What about using your voice instead of a ‘click’ to reward your horse? Riders frequently use their voice (e.g. “good boy!”) in what they imagine is a rewarding way. Sadly, your horse is not naturally encouraged by your vocalizations and could even be confused by them. If you’ve used “Good boy” ad nauseam with your horse, you may need to let it go as your reward phrase. Without being paired with a primary reinforcer in the past, it may have become white noise to your horse and it could take you longer to train that phrase as a secondary reinforcer.

Is all lost in translation? Not quite; using your voice as positive reinforcement from the ground and under saddle, particularly for training new or complex behaviours, works if you take the time to pair that “Good boy” (or ideally a less tired phrase) with a food reward or primary reinforcer. This is the critical link to making your voice useful as a secondary training reward.

Your first step is to determine what your food reward will be. Make it something your horse really likes, but does not regularly ingest. If he gets apple chunks daily in his beet pulp, try carrots as your reward. Make no assumptions here; test your hypothesis that the reward is something your horse loves as much as you think he ought to. And don’t be lavish; it’s not about volume. McGreevy and McLean explain “once the horse starts to expect large reinforcers in a given context, small reinforcers may start to lose their effectiveness.”

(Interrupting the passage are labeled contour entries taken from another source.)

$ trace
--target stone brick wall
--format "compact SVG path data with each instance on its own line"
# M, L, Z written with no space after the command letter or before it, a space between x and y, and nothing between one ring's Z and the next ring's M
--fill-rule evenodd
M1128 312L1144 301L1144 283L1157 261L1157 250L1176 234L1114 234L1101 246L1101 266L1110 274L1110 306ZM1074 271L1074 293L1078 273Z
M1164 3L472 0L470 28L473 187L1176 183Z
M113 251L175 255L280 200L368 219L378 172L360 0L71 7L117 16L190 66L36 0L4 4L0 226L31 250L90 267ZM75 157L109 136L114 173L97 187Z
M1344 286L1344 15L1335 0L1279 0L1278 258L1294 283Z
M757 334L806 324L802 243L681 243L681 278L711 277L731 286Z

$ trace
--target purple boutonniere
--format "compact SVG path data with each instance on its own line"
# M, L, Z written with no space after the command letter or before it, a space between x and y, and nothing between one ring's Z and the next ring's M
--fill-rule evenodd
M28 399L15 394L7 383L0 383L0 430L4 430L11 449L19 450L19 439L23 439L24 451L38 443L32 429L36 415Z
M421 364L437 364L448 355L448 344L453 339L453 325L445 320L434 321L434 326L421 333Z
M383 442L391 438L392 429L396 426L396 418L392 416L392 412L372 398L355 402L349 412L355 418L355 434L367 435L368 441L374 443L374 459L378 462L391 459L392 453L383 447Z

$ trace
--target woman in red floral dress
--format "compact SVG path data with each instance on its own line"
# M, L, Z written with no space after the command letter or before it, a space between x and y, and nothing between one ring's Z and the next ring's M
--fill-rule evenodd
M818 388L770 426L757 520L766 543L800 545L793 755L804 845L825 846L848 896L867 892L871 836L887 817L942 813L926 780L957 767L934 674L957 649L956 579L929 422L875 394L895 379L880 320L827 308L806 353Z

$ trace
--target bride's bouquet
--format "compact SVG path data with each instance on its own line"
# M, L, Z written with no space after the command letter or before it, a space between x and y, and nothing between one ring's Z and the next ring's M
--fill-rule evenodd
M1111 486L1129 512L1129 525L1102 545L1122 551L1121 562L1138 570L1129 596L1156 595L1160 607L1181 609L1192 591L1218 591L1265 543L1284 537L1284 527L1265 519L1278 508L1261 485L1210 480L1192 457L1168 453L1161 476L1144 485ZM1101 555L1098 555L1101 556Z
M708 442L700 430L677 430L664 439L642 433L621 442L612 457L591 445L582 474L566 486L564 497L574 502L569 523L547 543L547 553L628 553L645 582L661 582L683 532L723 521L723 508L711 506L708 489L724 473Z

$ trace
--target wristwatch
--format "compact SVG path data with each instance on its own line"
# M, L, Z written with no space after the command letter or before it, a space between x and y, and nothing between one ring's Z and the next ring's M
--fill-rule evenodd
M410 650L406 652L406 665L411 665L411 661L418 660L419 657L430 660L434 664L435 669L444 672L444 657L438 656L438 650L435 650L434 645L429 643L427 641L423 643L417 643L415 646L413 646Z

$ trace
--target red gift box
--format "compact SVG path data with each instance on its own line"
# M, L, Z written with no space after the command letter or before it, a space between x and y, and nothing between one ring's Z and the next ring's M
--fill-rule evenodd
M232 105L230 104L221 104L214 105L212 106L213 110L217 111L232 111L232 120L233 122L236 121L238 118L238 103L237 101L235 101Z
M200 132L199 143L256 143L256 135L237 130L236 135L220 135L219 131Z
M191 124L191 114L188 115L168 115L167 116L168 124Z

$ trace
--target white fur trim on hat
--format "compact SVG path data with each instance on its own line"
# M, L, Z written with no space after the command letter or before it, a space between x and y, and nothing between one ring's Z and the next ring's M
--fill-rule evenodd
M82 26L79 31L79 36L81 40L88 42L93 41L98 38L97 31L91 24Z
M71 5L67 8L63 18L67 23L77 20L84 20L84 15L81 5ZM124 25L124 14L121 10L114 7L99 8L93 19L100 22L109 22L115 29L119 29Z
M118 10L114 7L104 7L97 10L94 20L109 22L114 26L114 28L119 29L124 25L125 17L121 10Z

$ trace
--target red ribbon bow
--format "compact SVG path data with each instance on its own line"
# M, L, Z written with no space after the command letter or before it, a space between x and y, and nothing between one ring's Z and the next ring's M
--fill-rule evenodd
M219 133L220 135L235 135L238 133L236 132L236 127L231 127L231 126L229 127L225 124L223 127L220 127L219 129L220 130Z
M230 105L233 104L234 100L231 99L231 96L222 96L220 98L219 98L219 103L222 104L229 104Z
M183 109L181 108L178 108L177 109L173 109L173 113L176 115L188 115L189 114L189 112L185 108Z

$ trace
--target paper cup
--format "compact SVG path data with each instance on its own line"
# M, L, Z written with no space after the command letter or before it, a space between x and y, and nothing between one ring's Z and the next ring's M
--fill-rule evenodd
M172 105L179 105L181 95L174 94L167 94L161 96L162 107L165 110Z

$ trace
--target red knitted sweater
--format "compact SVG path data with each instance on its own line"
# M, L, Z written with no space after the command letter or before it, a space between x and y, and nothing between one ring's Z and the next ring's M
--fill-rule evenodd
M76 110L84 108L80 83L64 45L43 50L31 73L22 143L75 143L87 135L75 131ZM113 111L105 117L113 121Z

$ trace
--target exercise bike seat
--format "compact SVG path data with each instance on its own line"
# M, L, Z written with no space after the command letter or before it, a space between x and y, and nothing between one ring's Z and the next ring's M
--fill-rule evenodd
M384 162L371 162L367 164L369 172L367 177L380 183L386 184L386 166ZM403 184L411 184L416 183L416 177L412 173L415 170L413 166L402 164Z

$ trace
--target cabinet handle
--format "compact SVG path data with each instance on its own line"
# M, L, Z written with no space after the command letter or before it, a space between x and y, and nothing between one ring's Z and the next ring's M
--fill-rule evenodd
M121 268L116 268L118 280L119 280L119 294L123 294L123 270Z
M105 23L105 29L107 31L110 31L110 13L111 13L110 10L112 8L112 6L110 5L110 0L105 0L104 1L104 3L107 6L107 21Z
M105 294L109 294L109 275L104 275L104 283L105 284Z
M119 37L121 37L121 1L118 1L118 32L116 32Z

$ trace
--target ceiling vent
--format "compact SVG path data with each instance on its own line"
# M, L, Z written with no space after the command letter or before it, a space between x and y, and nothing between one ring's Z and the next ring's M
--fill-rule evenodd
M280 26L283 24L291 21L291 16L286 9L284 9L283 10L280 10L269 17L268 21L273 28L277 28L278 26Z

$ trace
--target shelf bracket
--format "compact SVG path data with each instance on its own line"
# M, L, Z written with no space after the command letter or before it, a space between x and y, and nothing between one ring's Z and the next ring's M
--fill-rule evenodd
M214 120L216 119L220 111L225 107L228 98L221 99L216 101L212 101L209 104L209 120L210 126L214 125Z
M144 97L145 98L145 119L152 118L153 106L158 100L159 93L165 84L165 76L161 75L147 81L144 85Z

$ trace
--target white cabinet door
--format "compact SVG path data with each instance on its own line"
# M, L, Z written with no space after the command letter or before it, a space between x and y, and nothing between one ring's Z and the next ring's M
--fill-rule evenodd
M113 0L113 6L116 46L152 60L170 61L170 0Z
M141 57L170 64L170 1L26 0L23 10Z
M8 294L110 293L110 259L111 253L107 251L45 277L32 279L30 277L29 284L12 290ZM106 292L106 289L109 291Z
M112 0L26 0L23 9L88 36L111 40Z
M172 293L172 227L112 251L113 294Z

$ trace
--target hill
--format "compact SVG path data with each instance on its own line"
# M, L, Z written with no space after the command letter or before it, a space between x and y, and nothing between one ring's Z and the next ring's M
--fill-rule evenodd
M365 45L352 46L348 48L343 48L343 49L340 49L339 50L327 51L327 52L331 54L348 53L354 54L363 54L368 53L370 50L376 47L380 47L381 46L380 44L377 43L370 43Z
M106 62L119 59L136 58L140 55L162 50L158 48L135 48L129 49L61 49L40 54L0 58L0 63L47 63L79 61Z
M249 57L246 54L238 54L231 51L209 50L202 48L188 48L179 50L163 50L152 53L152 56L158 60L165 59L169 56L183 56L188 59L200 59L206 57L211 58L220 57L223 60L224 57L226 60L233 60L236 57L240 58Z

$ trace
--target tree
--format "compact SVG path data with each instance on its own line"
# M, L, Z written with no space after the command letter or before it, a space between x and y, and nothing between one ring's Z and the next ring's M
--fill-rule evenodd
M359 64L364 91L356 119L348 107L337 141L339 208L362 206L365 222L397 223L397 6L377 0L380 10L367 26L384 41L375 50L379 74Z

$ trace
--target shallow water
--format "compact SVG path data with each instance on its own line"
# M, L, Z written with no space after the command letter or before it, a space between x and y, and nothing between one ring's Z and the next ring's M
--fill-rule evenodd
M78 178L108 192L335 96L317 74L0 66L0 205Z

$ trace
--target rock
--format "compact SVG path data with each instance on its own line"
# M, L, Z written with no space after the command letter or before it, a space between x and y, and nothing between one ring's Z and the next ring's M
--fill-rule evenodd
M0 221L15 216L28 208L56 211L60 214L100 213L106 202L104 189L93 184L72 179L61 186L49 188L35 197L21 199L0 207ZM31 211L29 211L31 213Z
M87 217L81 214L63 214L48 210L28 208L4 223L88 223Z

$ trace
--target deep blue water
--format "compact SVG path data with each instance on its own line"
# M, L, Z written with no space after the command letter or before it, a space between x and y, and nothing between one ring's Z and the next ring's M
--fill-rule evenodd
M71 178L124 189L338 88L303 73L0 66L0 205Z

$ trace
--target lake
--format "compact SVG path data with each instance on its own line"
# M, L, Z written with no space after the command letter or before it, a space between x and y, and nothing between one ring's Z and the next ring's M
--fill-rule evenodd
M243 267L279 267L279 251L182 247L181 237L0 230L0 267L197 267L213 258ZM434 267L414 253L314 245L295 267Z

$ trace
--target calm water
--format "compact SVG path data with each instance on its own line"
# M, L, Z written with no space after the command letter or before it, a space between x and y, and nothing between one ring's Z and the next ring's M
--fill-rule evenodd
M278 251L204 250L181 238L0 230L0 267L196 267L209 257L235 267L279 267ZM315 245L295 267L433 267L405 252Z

The second step is to perfect your timing; the phrase you choose must be used before or up to the point you reward with the food treat. In that way, your voice becomes a reliable predictor that a food reward will follow that last leg yield. Saying your reward phrase at the same time or after the food reward is given does not allow the horse to associate his behaviour with the reward; his attention has shifted from your voice to the more reinforcing food.

Once the horse has learned that your phrase reliably precedes an edible treat, your voice becomes rewarding; the phrase tells the horse he had the correct response and a reward is coming. But don’t let your magic phrase lose its rewarding value. You can gradually lengthen the period of time between use of your trained voice reward and delivery of the food reward, but you can’t forget the carrots entirely.

The Ultimate Rewards

By keeping your horse calm in the schooling ring at home, and using the same strategies to reduce stress on the show circuit, you create the best opportunity for your horse to learn, as well as recall, your training when it matters most. Using horse-approved positive reinforcement for new learning and to keep your horse attentive through more difficult concepts can make training more rewarding for both of you.

But remember that negative reinforcement remains an integral tool in the horse trainer’s kit. McLean writes, “Getting our training right by using the correct tools at the time and having regard for the horse’s arousal, affective state and attachment (social bonding) needs, sums up perfect training.”